Noutros preceitos do Código, as finalidades da punição aparecem como critérios
orientadores ou corretores das soluções.
O legislador refere-se também às finalidades da punição nos artigos 45º, 48º, 58º, 59º nº6, 60º
nº2 e 70º. Em todos estes casos, as finalidades da punição são critérios de controlo da aplicação
de penas alternativas à prisão e, nessa medida, surgem formuladas como condições de aplicação
de tais medidas.
Se a resposta fosse sim, tal implicaria que a substituição da medida alternativa nunca seria
justificada pela culpa. Pelo contrário, onde a prevenção exigisse a aplicação de pena de prisão
(sobretudo a prevenção especial) uma culpa diminuta ainda poderia justificar a renúncia à pena
de prisão.

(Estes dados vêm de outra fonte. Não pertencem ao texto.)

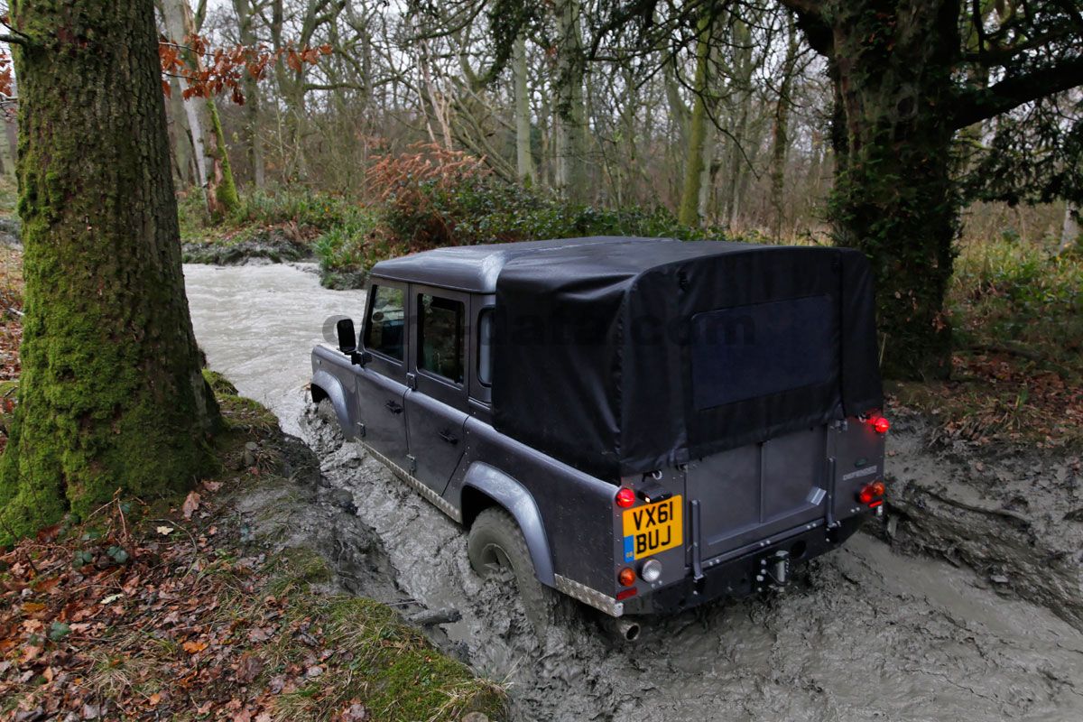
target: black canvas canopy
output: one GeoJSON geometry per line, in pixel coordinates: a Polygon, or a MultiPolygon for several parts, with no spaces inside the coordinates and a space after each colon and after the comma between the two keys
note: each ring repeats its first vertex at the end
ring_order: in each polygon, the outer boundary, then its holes
{"type": "Polygon", "coordinates": [[[606,478],[883,404],[871,271],[847,249],[596,238],[511,253],[493,341],[496,428],[606,478]]]}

A culpa determinaria os limites da própria prevenção.
Esta perspetiva utiliza a culpa como critério preventivo e tem um a ideia de adequação da punição
ao caso concreto.
Esta lógica é concretizável, mas apenas em certas áreas menos graves de pequena criminalidade
e a agentes que agem fortemente condicionados por motivações psicológicas e difíceis de
controlar. Por exemplo, o furto da professora.